Su un capolavoro di F. Engels (La situazione della classe operaia in Inghilterra) e una onesta ricerca sui “morti per disperazione” nell’Amerika di oggi

di Luca Bistolfi

“Morti per disperazione”: uno studio e un classico fanno riflettere sul sistema capitalistico. Che non aumenta il benessere, ma esalta disparità e dolore

engels giovaneQuesto bell’articolo di L. Bistolfi (che francamente conosciamo poco, o nulla) stabilisce un accostamento interessante tra il massimo capolavoro (forse) di Federico Engels, La situazione della classe operaia in Inghilterra (al 1844), appena ripubblicato da Feltrinelli – un libro da leggere e da rileggere ! -, e un’onesta ricerca di due accademici statunitensi su tre flagelli che imperversano negli Stati Uniti di oggi, e spingono i più disperati, in genere proletari o proletarizzati, verso la morte: l’alcool, la droga, il suicidio.

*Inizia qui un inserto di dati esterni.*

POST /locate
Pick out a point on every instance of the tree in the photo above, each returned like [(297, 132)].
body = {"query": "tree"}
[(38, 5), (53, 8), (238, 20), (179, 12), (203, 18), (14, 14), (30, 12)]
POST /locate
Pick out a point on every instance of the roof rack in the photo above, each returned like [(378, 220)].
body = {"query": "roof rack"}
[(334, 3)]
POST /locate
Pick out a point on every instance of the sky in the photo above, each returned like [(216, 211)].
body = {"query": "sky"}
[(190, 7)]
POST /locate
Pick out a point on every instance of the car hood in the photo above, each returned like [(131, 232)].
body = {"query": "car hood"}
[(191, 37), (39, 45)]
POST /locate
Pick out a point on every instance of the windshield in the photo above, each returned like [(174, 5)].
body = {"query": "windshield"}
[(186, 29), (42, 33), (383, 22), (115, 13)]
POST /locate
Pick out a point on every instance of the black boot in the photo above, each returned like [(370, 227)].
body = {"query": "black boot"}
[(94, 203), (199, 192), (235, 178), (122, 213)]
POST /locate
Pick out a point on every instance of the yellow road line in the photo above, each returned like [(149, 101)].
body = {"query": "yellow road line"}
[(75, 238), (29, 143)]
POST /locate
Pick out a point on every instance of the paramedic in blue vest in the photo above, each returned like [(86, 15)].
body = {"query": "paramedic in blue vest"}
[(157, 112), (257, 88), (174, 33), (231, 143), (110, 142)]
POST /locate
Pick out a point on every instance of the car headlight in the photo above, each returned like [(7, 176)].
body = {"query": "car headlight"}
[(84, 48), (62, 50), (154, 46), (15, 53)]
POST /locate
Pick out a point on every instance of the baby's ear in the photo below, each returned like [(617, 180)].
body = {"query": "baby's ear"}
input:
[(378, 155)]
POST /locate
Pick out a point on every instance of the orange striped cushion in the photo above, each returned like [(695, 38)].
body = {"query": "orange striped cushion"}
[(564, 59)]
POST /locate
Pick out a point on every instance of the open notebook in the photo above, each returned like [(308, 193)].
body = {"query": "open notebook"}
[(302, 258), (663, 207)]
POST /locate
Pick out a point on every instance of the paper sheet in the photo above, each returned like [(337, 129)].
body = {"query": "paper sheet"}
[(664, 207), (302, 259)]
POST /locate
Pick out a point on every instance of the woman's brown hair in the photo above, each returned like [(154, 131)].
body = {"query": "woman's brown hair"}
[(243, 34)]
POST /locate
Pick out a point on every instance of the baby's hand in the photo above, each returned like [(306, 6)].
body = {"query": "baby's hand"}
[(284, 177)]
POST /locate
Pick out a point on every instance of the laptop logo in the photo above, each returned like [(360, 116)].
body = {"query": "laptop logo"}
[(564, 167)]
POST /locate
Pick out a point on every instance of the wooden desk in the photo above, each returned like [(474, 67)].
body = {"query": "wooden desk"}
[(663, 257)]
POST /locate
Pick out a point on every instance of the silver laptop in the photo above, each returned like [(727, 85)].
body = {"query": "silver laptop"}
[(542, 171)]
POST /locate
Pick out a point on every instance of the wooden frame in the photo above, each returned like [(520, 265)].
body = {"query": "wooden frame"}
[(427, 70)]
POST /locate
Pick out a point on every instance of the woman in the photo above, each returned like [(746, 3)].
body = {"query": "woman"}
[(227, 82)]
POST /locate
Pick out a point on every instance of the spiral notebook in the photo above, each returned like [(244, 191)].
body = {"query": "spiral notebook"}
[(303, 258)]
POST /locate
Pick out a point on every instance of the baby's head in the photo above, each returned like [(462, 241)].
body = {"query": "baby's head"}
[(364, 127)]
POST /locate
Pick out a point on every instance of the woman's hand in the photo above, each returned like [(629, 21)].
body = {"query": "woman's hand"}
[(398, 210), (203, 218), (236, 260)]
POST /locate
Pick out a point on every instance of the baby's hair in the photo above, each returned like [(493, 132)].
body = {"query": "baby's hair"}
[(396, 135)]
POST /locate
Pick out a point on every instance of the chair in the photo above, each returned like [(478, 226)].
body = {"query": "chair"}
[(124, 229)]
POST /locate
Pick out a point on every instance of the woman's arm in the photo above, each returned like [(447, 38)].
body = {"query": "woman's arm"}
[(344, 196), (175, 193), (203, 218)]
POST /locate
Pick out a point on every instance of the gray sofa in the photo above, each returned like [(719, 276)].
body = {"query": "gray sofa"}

In tempi come questi, fatti di messaggi brevi, con tempi di lettura minimi e cronometrati (2, 5, 8 minuti), invitare alla lettura di libri e allo studio, ed in particolare allo studio dei nostri classici, è controcorrente. Lo sappiamo bene. E nondimeno invitiamo, incitiamo i frequentatori di questo blog a leggere i libri indispensabili (quello di Engels è tale) e, se si ha tempo, anche quelli utili a comprendere gli implacabili antagonismi del capitalismo.

* * * *

Bisogna elevare un grande plauso alla recente pubblicazione per i tipi di Feltrinelli della Situazione della classe operaia in Inghilterra, l’opera di Engels che lasciò ammirato Marx e che di fatto segnò l’inizio del loro sodalizio umano e politico. Un lavoro denso e preciso edificato sulla stampa e sulle relazioni delle commissioni dell’epoca e sulla diretta osservazione dell’autore, che schiude le porte dell’inferno sulla terra mostrando con spietatezza la realtà dei lavoratori e delle lavoratrici, bambini inclusi, a mezzo dell’Ottocento.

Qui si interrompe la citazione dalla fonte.